The Human Genome Project
Let’s turn now to the issue of how geneticists study the origins of disease, beginning with something called the Human Genome Project. This is an effort to identify and describe the function of every one of the genes in the human genome, particularly those related to disease. Early on, there were some naïve expectations that just by sequencing a genome, the genes would be obvious and within a few years we would have cures for all the major maladies that afflict citizens of the developed world.

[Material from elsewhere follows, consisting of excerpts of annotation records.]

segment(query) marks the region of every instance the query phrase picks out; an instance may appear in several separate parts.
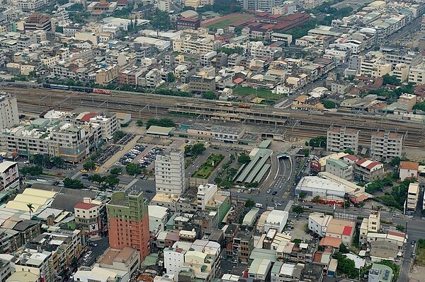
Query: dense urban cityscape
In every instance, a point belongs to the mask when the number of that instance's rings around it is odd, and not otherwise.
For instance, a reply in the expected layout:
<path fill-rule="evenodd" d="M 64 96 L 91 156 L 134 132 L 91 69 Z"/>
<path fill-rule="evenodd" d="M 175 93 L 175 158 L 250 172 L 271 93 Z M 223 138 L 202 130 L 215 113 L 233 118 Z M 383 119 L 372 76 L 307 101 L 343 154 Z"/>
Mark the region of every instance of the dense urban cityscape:
<path fill-rule="evenodd" d="M 424 282 L 425 0 L 0 2 L 0 282 Z"/>

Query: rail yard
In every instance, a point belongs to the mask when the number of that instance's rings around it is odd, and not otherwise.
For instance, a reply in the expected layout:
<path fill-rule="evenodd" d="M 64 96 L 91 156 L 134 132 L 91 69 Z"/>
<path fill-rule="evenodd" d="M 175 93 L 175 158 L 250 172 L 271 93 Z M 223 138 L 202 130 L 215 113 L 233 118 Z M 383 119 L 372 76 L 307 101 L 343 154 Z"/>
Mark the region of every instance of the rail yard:
<path fill-rule="evenodd" d="M 219 105 L 213 100 L 193 98 L 133 93 L 113 90 L 110 95 L 44 88 L 4 88 L 16 95 L 19 107 L 24 112 L 38 114 L 40 110 L 72 111 L 78 107 L 105 109 L 132 114 L 133 119 L 152 116 L 178 118 L 188 117 L 200 120 L 258 125 L 259 128 L 284 129 L 286 138 L 311 138 L 326 135 L 331 126 L 347 127 L 360 130 L 359 143 L 368 144 L 370 134 L 378 130 L 391 130 L 404 135 L 404 146 L 425 148 L 424 125 L 387 120 L 381 115 L 370 116 L 329 112 L 302 112 L 263 107 Z M 37 102 L 35 102 L 37 101 Z"/>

It hasn’t turned out that way, for good reasons, but the technical accomplishments have exceeded expectations, and it is doubtful that anyone foresaw the direction that genome science would take. The first announcement of a draft human genome sequence was greeted by President Bill Clinton as a step toward a closer understanding of God’s design. Less spiritual observers saw it as a step toward diagnostics and interventions for hundreds of diseases. Cynics saw it as yet another example of scientists’ hubris in throwing hundreds of millions of dollars at a problem without solving anything. My sense is that, like man’s walking on the moon, it is an achievement that serves as an identifiable landmark in the emergence of a new domain of human endeavor, but will eventually be seen as just another small step along the human journey of self-perception.